Freundlich in Abgrenzung zu nett – stellen Sie sich bitte dazu folgende Situation vor: Wir gehen mit einem guten Bekannten oder Freund etwas Essen und Trinken. Es war ein angenehmes Treffen, es geht an’s bezahlen, unser Freund hat seine Geldbörse nicht dabei.
Kein Problem, wir mögen ihn, wir laden ihn ein oder legen das Geld aus. 3 Wochen später die gleiche Situation – wieder haben wir gut gespeist und getrunken, unser Freund oder guter Bekannter hat kein Geld dabei und es gab in der Zwischenzeit auch keine Gegeneinladung, resp. wir haben das ausgelegte Geld noch nicht zurück. Was jetzt? Auf Grund unserer freundschaftlichen Beziehung werden wir freundlicher Weise ein weiteres Mal einladen oder auslegen. Allerdings nicht, ohne dem anderen etwas in der Art zu sagen, „das nächste Mal bitte dran denken“ oder „bitte nicht wieder“, das Ganze verbunden mit einem Lächeln und ggf. einer nochmaligen Erinnerung bei der nächsten Verabredung. Das war freundlich.
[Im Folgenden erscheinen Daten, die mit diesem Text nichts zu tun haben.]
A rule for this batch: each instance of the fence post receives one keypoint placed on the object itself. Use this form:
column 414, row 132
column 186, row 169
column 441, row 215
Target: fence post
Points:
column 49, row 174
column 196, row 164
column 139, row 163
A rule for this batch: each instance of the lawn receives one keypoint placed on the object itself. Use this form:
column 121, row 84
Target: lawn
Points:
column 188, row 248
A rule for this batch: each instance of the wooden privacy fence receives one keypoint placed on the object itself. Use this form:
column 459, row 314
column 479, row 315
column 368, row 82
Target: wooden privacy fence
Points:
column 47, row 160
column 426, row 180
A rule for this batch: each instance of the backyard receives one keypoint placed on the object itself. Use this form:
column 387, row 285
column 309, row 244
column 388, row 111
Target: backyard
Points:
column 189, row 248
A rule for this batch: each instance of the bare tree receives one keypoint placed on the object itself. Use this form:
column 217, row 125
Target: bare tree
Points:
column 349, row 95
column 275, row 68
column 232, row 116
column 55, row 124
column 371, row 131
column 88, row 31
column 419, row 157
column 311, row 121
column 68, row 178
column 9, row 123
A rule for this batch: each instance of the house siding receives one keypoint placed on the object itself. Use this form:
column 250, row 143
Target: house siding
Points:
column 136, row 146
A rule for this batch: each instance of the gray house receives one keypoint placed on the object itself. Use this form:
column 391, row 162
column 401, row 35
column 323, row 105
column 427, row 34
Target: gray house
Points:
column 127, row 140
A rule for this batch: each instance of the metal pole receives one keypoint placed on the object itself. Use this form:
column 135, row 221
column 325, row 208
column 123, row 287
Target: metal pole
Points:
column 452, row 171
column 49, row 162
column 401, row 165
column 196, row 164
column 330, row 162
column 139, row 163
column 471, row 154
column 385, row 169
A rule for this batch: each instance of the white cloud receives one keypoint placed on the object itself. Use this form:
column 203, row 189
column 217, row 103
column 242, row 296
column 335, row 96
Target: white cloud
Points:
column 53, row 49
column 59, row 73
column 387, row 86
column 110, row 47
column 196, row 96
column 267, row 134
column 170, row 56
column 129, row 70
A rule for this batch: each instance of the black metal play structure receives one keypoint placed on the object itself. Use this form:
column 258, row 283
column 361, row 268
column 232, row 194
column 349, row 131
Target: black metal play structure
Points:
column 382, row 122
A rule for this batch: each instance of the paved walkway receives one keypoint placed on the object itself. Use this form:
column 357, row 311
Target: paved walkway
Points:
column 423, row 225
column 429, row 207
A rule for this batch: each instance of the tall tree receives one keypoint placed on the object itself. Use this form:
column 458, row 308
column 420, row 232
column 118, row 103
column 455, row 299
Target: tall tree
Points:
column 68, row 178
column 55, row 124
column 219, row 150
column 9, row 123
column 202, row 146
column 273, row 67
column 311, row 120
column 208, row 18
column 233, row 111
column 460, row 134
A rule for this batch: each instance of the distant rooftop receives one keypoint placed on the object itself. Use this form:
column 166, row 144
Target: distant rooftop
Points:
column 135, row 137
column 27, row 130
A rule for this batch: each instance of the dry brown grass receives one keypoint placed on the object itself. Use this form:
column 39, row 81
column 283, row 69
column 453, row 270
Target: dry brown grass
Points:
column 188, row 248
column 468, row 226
Wenn wir nett sind, werden wir i.d.R. auch zahlen oder auslegen, allerdings ohne etwas zu sagen, werden uns über den anderen ärgern (schon wieder, usw.) und uns selbst bedauern, wie gutmütig wir doch sind. Aushelfen, sich selber dabei ärgern aber nichts sagen – jetzt sind wir nett. Mit der Konsequenz, dass wir vielleicht bei dem nächsten Verabredungsversuch unseres Bekannten eine Ausrede erfinden, warum wir nicht können – nur um nicht wieder in eine solch unangenehme Situation zu geraten.
Freundlich bedeutet, wir verhalten uns wie ein Freund, sind positiv, hilfsbereit und wertschätzend, sagen aber auch klar, was uns nicht gefällt, wo unsere Grenzen sind und zu was wir nicht (mehr) bereit sind. Nett kommt wortgeschichtlich von glatt, glänzend (Quelle: Kluge, Etymologisches Wörterbuch der deutschen Sprache) ist auch positiv, hilfsbereit und wertschätzend, allerdings ohne Störendes oder Negatives anzusprechen, Grenzen zu ziehen oder Nein zu sagen. siehe auch: Negatives ansprechen, Grenzen ziehen, Nein-sagen

Nettigkeit 1

Nettigkeit qualifiziert Menschen in hohem Maße dazu, ausgenutzt zu werden und dabei auch noch Schuldgefühle zu entwickeln, weil sich viele zwar auch über die Ausnutzung, im Grunde genommen aber noch mehr über sich selbst ärgern. Darüber, dass sie es nicht fertig bringen, klar „Nein“ dazu zu sagen. Mit fatalen Konsequenzen – ein Partner, eine Führungskraft, ein Verkäufer oder auch ein Mitarbeiter, welche aus lauter Nettigkeit zu lange ihren Ärger in sich hineinfressen, erreichen irgendwann den Punkt, an dem sie explodieren. Oder implodieren.
Explosion führt dann zu Aussagen wie: „Der ist ja cholerisch, die ist ja hysterisch“, oder ähnliches. Dabei war der Auslöser der durch zu lang andauernde Nettigkeit aufgestaute Ärger. Implosionen äußern sich z.B. durch nervöse Zuckungen, Hörstürze, Kopfschmerzen, Magen-, Verdauungs-, Bluthochdruck, den immer häufigeren „Burnout“ oder im schlimmsten Fall durch einen Herzinfarkt. Hier sind auch viele Menschen im Vertrieb gefährdet, hier gibt es seit kurzem den Begriff des „Soldout“ dafür. Es gibt leider Menschen, die leben, als hätten sie mehrere davon. Eines sollte allerdings jedem klar sein: Wir leben nicht zur Probe. Ich habe nichts gegen Höflichkeit und Freundlichkeit – das ist jedoch etwas völlig anderes und trägt im Gegensatz zur Nettigkeit wesentlich zur persönlichen Gesundheit bei.

Bin ich „nett“?

Ich habe nie richtig angefangen und nie richtig aufgehört, nett zu sein. Mir wurde sehr früh klar, dass „nett“ eine Einladung an alle anderen ist und, in der Wahrnehmung einiger Menschen, sogar eine Aufforderung, den „netten Menschen“ auszunutzen. Mir fiel es Anfangs schwer, die Grenze zu ziehen – wo hört Freundlichkeit auf und wo fängt Nettigkeit an. Auch heute noch gibt es Rückfälle und Zweifelsfälle. Ich bin nicht der brennende Busch und einiges davon entfernt, zu hundert Prozent konsequent zu sein. Aber mit jedem Zuwachs an Konsequenz wird das Leben klarer, einfacher und erfreulicher für alle Beteiligten – zumindest mittel- und langfristig, kurzfristig sieht es das manchmal anders aus.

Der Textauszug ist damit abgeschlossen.